A situação gerou debates acalorados dentro da comunidade Bitcoin em 2025. Quando os desenvolvedores do Bitcoin Core removeram um limite de retransmissão de 80 bytes, críticos levantaram questões sobre se a rede deveria estar armazenando dados não financeiros em primeiro lugar. A questão é fundamental: Bitcoin foi projetado para ser um sistema de pagamento, mas está sendo usado como um livro-razão permanente para qualquer coisa que alguém queira registrar. Essa tensão entre função original e novo uso está no cerne do debate atual.

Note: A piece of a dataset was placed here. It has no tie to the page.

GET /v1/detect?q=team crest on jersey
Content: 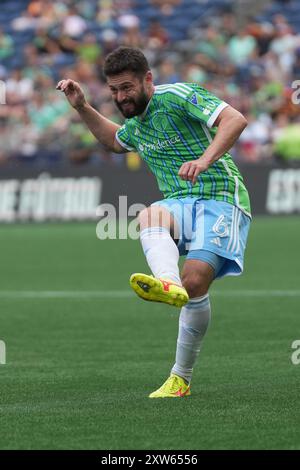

A congestão atual, porém, ainda permanece abaixo dos níveis mais severos observados em ciclos anteriores. A rede não está travada, as transações ainda são processadas, apenas com mais lentidão e custo. O que vem a seguir dependerá de como a rede conseguir absorver esses usos variados mantendo a eficiência das transações tradicionais. Se o fluxo de microtransações continuar crescendo ao ritmo atual, a pressão sobre o espaço em blocos se intensificará. Se estabilizar, a rede pode encontrar um novo equilíbrio. Por enquanto, Bitcoin está em um ponto de inflexão — ativo, mas sob pressão.
Notable Quotes
O crescimento das atividades não financeiras pode aumentar a concorrência pelo espaço dos blocos e exercer pressão sobre as taxas das transações econômicas tradicionais— Julio Moreno, pesquisador da CryptoQuant
The Hearth Conversation Another angle on the story
Por que essas microtransações estão crescendo tão rapidamente agora?
Os protocolos Ordinals e Runes criaram um novo caso de uso: inscrever dados permanentemente na blockchain. Antes, isso era marginal. Agora é um negócio. Qualquer um pode gravar uma imagem, um texto, um ativo digital inteiro na rede por alguns satoshis.
E isso é um problema porque...
Porque Bitcoin tem espaço limitado. Cada bloco cabe apenas uma quantidade finita de dados. Se 80% das transações são microtransações de dados, as pessoas que querem realmente enviar Bitcoin precisam competir por espaço e pagam mais caro.
Isso já aconteceu antes?
Sim. Em 2023, quando os Ordinals explodiram, a rede ficou congestionada. Atrasos significativos. Depois melhorou. Agora está acontecendo de novo, mas dessa vez com mais protocolos envolvidos — Runes, BRC-20, serviços de timestamp.
O OP_RETURN é a culpa?
É uma ferramenta. Permite colocar até 100 mil bytes de dados sem criar saídas gastáveis. Muito eficiente para quem quer registrar algo. Mas quando muita gente usa, o mempool fica cheio. Agora temos 128 mil transações esperando.
A comunidade Bitcoin quer parar isso?
Há debate. Alguns acham que Bitcoin não deveria ser um depósito de dados. Outros dizem que a rede é livre, use como quiser. Quando removeram o limite de retransmissão em 2025, isso acendeu a discussão de novo.
Então Bitcoin vai ficar congestionado de novo?
Talvez. Depende se o crescimento continua ou estabiliza. Por enquanto, a rede aguenta. Mas está no limite.